2. It is necessary to find a way of definition of a corner φ. For this purpose it is necessary to use a scalar product of vectors. It is the most convenient to define a scalar product on the basis of the same vectors of an and d which is determined by a formula (a, d) = |a| |d| cosφ. Here φ – a corner between vectors of an and d. As the scalar product of the vectors set by coordinates is defined by expression: (a (ax, ay), d (dx, dy)) =axdx+aydy, |a| ^2 = ax^2 + ay^2, |d| ^2 = dx^2 + dy^2, that cosφ=(axdx+aydy) / (sqrt (ax^2 + ay^2) sqrt (dx^2 + dy^2)). Besides, the sum of vectors in a coordinate form is defined by expression: d (dx, dy) = a (ax, ay) + b (bx, by) = {ax+bx, ay+by }, that is dx = ax+bx, dy=ay+by.
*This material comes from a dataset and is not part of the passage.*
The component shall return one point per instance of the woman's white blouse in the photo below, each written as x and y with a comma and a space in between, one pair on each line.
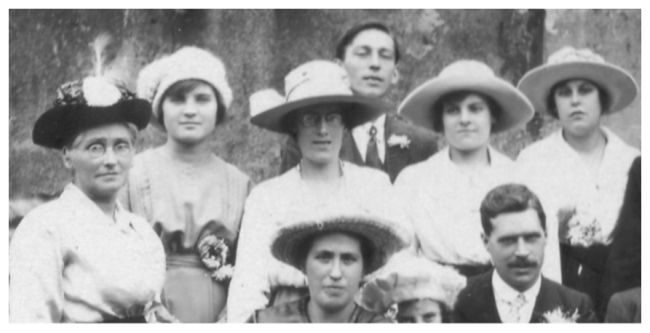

3. Example. The triangle of AVS is set by vectors of a (1.1) and b(2, 5) according to fig. 1. To find a corner φ between its median the joint-stock company and the party of a triangle the EXPERT. Decision. As it was already shown above, for this purpose it is enough to find a corner between vectors and and d. This corner is set by its cosine and sqrt (dx^2 + dy^2)).1 is calculated according to the following identity of cosφ=(axdx+aydy) / (sqrt (ax^2 + ay^2). d (dx, dy) = {1+2, 1+5} = d(3, 6).2. cosφ=(3+6) / (sqrt(1+1)sqrt(9+36))=9 / (3sqrt (10)) =3/sqrt (10). φ=arcos (3/sqrt (10)).